The Big Shift Comes from Evolving Leaders
Beginning the journey to self-organization or self-management requires a leader who is willing to evolve their consciousness (or mindset/worldview). A willingness to learn and grow, to let go of control, and learning to develop others as leaders. We call this set of characteristics Evolutionary Leadership.
The commitment of a leader to create authentic self-organization is the essential pivot in the evolution of the organization. For some leaders, this choice comes from a deep inner yearning for equality and fair treatment of human beings. For other leaders, the change is born out of necessity or simple practicality. A final source of motivation may come from the awareness that they as a leader are not functioning in a way that will yield the success of the organization that they hope to create.
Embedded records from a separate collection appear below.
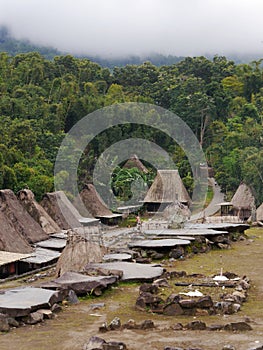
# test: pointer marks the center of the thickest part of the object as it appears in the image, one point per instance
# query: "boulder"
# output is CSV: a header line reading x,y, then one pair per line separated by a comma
x,y
204,302
114,346
177,327
47,314
34,318
150,288
147,324
196,325
238,326
72,297
4,326
161,282
94,343
131,324
176,253
173,309
187,303
115,324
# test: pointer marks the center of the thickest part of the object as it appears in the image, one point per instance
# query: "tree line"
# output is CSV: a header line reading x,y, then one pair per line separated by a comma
x,y
42,99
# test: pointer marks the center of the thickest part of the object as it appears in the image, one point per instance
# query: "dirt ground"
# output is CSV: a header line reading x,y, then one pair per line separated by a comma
x,y
77,323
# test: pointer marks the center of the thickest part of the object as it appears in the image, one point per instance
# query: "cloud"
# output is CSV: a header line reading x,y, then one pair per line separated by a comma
x,y
122,27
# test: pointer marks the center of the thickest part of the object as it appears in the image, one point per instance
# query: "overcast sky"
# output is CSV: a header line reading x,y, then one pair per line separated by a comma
x,y
122,27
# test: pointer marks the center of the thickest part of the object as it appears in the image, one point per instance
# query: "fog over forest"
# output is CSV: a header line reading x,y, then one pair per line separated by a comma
x,y
141,27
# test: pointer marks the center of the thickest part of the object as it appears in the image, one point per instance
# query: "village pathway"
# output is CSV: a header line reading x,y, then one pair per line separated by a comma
x,y
213,207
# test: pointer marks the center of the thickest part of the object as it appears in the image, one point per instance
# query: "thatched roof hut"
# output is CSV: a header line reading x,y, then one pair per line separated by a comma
x,y
260,213
89,202
78,252
134,162
27,199
10,239
61,210
243,197
243,202
167,188
17,217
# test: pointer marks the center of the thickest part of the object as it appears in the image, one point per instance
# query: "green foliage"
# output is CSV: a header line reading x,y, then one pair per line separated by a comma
x,y
42,99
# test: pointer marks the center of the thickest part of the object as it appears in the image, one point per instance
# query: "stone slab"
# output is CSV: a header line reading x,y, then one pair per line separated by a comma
x,y
53,243
22,301
118,257
133,271
185,232
158,243
81,284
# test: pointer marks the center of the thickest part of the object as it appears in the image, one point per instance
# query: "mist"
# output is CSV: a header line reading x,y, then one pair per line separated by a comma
x,y
114,28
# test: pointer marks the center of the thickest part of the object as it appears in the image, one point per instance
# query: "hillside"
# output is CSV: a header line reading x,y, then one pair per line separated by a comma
x,y
42,99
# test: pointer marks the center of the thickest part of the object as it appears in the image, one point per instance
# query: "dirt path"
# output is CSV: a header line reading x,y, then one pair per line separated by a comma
x,y
76,324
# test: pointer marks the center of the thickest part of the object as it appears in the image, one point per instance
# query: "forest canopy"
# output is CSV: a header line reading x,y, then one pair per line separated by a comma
x,y
41,99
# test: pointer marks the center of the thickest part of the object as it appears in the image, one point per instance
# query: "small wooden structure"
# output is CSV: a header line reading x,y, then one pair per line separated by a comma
x,y
62,211
134,162
167,188
89,202
243,202
27,199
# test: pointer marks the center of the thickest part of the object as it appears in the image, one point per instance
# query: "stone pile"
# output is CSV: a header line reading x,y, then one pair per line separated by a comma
x,y
115,325
192,304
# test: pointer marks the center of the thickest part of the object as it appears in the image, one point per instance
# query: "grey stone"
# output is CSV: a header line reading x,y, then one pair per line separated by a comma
x,y
21,302
114,346
72,297
238,326
161,282
12,322
228,347
47,314
115,324
34,318
94,343
176,253
56,308
216,327
131,324
196,325
4,326
133,271
147,324
82,284
172,309
187,303
177,327
150,288
205,302
159,243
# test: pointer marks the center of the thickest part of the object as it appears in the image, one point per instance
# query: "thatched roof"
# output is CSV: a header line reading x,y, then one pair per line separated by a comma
x,y
10,239
243,198
38,213
167,188
78,252
8,257
260,213
66,218
134,162
22,224
93,203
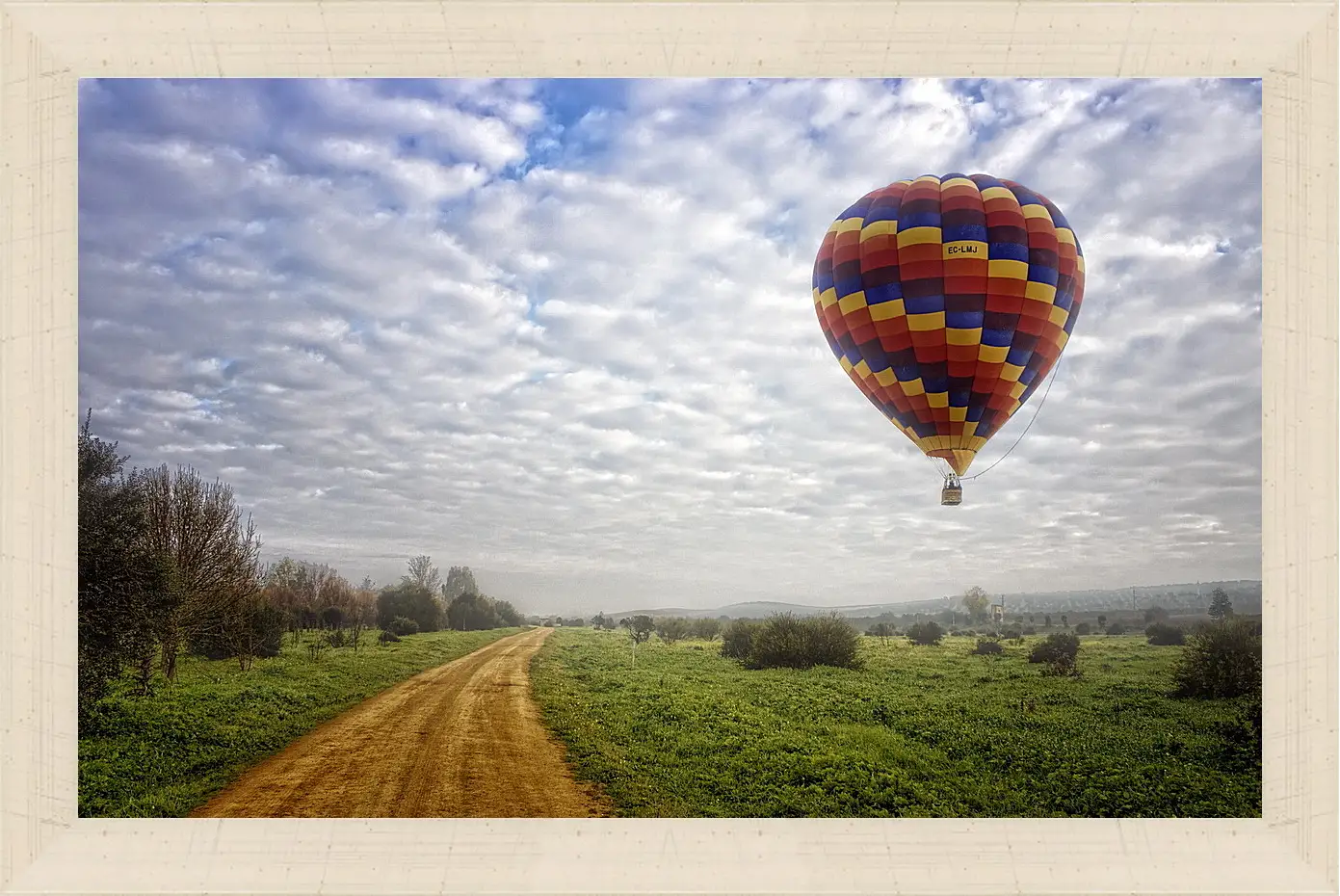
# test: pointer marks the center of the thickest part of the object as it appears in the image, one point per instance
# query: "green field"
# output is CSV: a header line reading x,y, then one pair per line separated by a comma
x,y
168,752
918,731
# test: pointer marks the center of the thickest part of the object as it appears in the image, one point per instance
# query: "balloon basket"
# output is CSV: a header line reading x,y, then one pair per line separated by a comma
x,y
953,491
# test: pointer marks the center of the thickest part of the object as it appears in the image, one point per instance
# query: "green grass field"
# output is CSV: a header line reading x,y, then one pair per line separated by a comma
x,y
918,731
168,752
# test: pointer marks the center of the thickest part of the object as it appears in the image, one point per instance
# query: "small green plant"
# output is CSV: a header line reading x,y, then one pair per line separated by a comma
x,y
986,647
1165,635
1058,652
926,634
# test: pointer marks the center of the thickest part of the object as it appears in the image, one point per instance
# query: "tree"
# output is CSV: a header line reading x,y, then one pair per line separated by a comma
x,y
197,529
507,614
470,612
881,631
422,573
460,580
976,600
672,628
706,628
641,628
1221,659
410,601
1220,604
125,588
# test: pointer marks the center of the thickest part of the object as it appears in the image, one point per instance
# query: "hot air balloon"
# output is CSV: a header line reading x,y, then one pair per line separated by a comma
x,y
948,301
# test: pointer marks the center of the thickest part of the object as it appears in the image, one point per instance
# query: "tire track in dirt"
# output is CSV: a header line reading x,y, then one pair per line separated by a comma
x,y
462,740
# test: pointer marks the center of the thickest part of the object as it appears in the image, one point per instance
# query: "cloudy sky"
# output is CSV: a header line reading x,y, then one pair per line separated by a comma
x,y
563,331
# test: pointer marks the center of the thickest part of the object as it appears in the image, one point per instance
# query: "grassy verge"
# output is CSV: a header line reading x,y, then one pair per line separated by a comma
x,y
168,752
918,731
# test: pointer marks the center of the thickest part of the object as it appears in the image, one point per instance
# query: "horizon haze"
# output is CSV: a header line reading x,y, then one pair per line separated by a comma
x,y
562,331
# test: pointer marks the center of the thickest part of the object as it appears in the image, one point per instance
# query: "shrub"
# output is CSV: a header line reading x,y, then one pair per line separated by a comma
x,y
332,618
926,634
1059,651
1222,659
737,639
831,641
1165,635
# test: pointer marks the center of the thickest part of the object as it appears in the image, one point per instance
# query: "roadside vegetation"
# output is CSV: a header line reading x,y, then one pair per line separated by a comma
x,y
197,659
925,724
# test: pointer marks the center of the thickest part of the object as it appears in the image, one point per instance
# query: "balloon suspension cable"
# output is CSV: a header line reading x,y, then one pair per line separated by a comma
x,y
1038,410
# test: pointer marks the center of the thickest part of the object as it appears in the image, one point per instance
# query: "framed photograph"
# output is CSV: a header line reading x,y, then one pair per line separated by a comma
x,y
598,446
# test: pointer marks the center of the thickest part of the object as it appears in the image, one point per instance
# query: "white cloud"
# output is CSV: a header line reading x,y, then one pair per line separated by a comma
x,y
593,373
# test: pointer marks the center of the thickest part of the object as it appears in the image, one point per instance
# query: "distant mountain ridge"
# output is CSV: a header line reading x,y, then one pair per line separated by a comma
x,y
1245,594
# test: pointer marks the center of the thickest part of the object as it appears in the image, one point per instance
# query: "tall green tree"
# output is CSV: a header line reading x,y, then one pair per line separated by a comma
x,y
125,586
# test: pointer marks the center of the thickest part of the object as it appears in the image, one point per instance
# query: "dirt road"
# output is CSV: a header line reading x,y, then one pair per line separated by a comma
x,y
462,740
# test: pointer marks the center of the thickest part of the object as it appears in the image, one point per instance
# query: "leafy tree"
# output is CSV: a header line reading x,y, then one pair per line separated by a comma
x,y
422,573
706,628
976,600
1221,659
410,601
737,639
507,614
672,628
197,529
641,628
460,580
472,612
125,587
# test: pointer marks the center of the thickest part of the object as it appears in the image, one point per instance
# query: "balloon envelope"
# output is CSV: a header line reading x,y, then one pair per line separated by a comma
x,y
948,301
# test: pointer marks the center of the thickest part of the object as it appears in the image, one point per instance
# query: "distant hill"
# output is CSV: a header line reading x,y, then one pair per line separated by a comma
x,y
1244,593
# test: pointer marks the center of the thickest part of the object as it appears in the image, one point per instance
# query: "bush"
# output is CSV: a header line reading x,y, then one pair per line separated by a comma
x,y
737,639
831,641
1059,651
1165,635
1222,659
926,634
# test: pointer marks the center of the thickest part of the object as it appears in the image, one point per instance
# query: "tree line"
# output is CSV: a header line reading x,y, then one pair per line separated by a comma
x,y
169,566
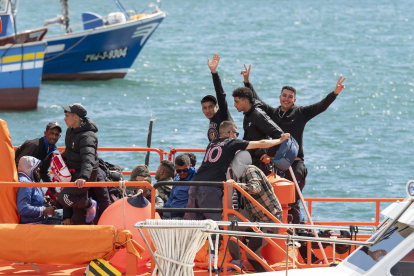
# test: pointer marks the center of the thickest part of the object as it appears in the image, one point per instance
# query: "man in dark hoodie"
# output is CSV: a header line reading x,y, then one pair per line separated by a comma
x,y
292,118
216,114
257,125
42,149
82,159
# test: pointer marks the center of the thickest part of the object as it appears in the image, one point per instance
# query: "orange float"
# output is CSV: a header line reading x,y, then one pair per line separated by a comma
x,y
113,215
8,207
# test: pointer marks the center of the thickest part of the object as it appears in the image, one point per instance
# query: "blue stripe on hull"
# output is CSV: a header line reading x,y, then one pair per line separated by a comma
x,y
13,78
109,50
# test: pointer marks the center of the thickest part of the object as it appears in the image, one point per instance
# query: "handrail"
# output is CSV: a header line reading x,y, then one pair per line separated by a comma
x,y
377,201
173,151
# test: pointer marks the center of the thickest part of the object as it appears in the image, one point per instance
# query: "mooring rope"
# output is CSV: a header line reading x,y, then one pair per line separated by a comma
x,y
177,248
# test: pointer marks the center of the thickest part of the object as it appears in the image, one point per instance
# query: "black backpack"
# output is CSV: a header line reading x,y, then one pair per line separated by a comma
x,y
113,173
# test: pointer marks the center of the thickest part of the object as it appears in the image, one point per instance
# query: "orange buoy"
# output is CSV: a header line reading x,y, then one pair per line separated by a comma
x,y
8,205
136,209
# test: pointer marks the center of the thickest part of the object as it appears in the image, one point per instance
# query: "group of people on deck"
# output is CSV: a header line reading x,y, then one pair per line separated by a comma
x,y
242,162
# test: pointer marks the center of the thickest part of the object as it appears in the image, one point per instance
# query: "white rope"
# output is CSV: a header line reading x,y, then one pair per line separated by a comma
x,y
177,248
123,188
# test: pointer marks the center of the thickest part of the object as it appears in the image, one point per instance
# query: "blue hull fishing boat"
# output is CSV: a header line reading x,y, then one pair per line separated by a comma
x,y
21,62
106,47
20,74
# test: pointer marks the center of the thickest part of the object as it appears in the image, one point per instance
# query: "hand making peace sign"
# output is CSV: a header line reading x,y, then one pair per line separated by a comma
x,y
246,73
214,63
339,85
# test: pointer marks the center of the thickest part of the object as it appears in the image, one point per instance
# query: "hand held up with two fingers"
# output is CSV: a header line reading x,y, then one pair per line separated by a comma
x,y
339,85
214,63
246,73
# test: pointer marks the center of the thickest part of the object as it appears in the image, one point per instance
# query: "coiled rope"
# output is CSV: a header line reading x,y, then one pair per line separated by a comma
x,y
177,248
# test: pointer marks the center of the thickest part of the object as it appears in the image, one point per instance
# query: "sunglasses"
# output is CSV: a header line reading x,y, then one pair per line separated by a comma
x,y
237,134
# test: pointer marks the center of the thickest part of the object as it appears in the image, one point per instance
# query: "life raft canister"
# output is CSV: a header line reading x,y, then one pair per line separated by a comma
x,y
59,168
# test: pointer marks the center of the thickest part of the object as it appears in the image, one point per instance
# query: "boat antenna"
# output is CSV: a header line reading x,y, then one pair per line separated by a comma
x,y
152,120
65,11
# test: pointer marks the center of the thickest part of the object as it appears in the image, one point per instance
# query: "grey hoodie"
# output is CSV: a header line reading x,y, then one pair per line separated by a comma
x,y
27,164
240,161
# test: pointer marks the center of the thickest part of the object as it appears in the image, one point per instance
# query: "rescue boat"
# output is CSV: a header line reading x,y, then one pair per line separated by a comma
x,y
68,250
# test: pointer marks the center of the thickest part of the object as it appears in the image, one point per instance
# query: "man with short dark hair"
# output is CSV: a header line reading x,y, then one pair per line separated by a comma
x,y
165,172
216,114
179,194
257,125
82,158
42,149
254,182
292,118
193,158
219,154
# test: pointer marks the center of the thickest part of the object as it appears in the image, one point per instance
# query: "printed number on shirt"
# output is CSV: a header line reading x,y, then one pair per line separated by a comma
x,y
210,152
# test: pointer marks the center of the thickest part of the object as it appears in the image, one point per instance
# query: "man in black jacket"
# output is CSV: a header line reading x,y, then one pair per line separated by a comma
x,y
215,114
81,158
42,149
292,119
257,125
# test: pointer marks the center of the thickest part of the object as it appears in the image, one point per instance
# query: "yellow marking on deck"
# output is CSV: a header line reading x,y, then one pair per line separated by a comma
x,y
17,58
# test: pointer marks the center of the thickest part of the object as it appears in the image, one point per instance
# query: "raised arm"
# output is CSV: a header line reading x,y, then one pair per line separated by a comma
x,y
266,108
220,94
263,144
313,110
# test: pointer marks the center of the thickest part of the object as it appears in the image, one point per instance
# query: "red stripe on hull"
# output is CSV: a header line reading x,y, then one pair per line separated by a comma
x,y
83,76
19,98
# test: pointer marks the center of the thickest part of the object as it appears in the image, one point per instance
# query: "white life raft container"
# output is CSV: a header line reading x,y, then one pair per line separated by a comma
x,y
59,168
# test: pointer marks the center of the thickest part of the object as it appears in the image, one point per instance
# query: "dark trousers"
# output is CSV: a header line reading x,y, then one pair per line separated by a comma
x,y
300,171
76,199
101,195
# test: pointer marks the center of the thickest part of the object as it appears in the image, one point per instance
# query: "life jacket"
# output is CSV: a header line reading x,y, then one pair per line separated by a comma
x,y
286,154
59,168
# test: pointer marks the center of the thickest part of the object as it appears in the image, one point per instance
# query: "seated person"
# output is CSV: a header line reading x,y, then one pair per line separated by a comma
x,y
254,182
193,158
30,200
141,173
165,172
179,194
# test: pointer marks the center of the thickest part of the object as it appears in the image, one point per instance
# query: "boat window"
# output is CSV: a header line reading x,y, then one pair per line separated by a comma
x,y
405,266
366,257
3,4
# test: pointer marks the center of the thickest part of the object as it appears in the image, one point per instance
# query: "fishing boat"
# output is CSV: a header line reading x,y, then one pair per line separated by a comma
x,y
21,62
23,252
106,47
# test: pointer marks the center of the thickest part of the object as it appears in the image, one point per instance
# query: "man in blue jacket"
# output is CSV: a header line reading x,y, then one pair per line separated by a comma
x,y
30,200
179,194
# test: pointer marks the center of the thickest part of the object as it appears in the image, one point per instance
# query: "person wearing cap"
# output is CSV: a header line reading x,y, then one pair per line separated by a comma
x,y
42,149
179,194
165,172
141,173
293,119
257,125
252,180
216,114
82,159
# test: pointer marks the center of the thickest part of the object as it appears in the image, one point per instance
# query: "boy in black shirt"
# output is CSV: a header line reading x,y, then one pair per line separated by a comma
x,y
219,155
292,118
215,114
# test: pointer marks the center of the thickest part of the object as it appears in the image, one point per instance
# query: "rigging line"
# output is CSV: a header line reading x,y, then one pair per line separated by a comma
x,y
70,48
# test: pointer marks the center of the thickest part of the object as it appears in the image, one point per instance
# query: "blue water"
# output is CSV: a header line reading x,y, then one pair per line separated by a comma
x,y
361,146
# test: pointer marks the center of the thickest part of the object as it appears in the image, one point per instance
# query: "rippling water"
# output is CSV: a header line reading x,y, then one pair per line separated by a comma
x,y
362,146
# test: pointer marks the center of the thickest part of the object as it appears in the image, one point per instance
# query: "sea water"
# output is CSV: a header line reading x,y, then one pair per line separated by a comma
x,y
362,146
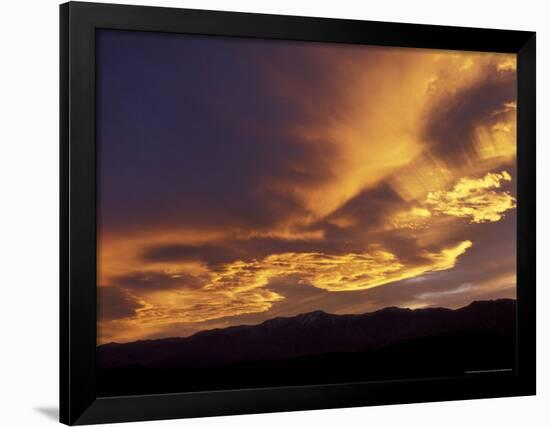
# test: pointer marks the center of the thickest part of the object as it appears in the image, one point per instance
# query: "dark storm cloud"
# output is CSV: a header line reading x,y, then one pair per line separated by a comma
x,y
115,303
201,145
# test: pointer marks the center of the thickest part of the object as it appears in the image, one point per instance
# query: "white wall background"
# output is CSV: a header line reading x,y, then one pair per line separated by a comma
x,y
29,211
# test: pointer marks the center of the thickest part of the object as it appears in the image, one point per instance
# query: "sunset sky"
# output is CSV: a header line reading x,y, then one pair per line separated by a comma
x,y
242,179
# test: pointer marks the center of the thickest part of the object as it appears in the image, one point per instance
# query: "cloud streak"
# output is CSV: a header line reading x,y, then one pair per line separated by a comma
x,y
305,176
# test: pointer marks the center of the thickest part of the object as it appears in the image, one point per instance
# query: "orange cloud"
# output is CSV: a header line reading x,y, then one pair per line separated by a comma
x,y
474,199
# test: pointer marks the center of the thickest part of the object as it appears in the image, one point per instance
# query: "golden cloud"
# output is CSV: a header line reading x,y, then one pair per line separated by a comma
x,y
240,287
475,199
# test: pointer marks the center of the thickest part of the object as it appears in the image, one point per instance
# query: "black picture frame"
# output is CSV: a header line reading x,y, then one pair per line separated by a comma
x,y
79,403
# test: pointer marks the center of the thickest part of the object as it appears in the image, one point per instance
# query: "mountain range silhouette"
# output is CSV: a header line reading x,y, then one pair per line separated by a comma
x,y
307,335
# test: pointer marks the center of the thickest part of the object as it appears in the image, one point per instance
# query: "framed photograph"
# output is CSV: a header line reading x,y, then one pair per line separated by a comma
x,y
268,213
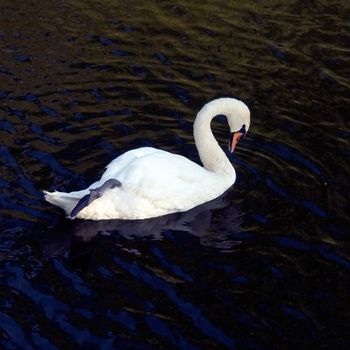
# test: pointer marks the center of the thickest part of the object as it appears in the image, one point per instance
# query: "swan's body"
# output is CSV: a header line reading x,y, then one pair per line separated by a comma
x,y
148,182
The choice to change your organization begins with two parallel journeys. One is an emergent journey, the evolution and discovery of the organization of how it will function and what it will be. It is important to be able to listen to the voice of the system. Is it ready? Are people mature and are they willing to take responsibility? What is the evolutionary purpose of the organization and is everyone in alignment?
The other is that of the leader: the journey to lead self-organization requires a profound teacher that supports other leaders in the evolution of their consciousness. A leader that is ready to dissolve their ego and any agenda that would block the growth of the people and the organization. It becomes about guiding others in their brilliance, to create high performance. The leader is able to dissolve the resistance in the system and know how to support the evolution. And the leader is ready to see their damaging behaviors and every time they hit a leadership edge they have no alternative but to evolve or to give up on their goal.
Is Your Organization Ready?
- What percentage of the people in your organization would feel excited and safe with a move to eliminate the hierarchy?
- How clear are the boundaries in your environment?
- How much freedom do people in your environment have to make independent decisions?